E dedico-o também a tod@s os que acompanham este espaço, fazendo votos que a noite de 24 e o dia de 25 tenham sido não uma obrigação estabelecida socialmente e no seio da família e sim um daqueles momento de fruir sabores, estar com pessoas que nos são queridas, e celebrar a vida - a nossa e a daqueles que amamos, e a morte - daqueles que fazem parte da nossa história e da nossa existência, e que existem algures "num espaço" sideral dentro de nós.
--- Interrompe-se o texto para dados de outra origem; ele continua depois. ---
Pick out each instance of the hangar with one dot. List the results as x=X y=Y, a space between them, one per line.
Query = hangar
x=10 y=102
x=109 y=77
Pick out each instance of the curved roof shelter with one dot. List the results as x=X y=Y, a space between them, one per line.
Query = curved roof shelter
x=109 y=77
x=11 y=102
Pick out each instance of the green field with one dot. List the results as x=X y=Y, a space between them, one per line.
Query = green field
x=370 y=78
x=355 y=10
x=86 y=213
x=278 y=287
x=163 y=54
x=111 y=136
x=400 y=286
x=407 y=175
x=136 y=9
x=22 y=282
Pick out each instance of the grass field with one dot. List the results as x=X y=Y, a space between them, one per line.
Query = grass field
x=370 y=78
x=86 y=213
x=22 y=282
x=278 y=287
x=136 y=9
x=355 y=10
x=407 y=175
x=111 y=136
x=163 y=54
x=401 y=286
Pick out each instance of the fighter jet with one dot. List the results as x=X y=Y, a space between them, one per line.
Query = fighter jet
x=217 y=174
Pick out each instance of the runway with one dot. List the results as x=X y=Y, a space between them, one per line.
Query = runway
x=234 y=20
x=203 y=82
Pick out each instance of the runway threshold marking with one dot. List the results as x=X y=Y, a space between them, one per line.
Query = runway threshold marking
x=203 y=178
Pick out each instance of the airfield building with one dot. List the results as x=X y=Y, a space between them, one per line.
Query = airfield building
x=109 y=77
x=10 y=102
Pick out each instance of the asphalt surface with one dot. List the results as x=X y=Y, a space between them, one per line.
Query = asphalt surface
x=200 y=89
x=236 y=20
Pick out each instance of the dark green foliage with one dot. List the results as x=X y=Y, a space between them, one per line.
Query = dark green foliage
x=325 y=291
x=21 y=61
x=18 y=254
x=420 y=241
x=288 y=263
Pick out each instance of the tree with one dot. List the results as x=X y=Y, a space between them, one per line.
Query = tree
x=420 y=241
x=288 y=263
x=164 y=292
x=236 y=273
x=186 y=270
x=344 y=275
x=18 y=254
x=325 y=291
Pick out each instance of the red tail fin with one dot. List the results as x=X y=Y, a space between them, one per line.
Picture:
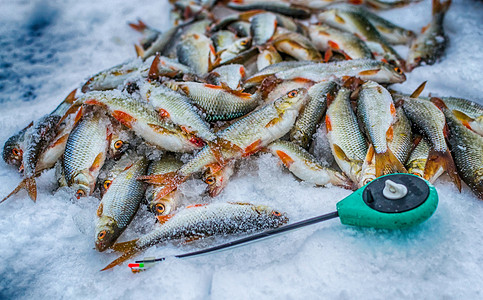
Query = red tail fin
x=28 y=184
x=437 y=163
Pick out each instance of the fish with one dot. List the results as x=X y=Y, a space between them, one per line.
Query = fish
x=169 y=203
x=306 y=167
x=150 y=35
x=218 y=103
x=365 y=69
x=85 y=153
x=401 y=144
x=197 y=52
x=116 y=76
x=391 y=32
x=231 y=76
x=431 y=122
x=234 y=49
x=467 y=148
x=217 y=177
x=347 y=143
x=119 y=204
x=297 y=46
x=245 y=137
x=275 y=68
x=376 y=109
x=198 y=221
x=326 y=38
x=429 y=46
x=356 y=23
x=283 y=8
x=313 y=112
x=468 y=112
x=267 y=57
x=142 y=118
x=13 y=148
x=263 y=28
x=36 y=140
x=222 y=39
x=416 y=163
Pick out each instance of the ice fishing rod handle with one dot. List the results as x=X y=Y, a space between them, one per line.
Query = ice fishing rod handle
x=371 y=206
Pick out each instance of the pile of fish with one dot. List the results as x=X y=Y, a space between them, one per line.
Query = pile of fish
x=230 y=80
De igual maneira, partilho este poema de Natal para celebrar o ano que agora chega ao fim e receber com a sua "morte" o próximo que nasce...e quero igualmente deixar esta reflexão que é a minha neste momento, de como das coisas que ao morrerem em nós nos permitem abraçar novos espaços de vida, outros, espaços alternativos...e de como a vida tem esta recorrência de repetir-se nesse acto de nascer e morrer (continuamente)...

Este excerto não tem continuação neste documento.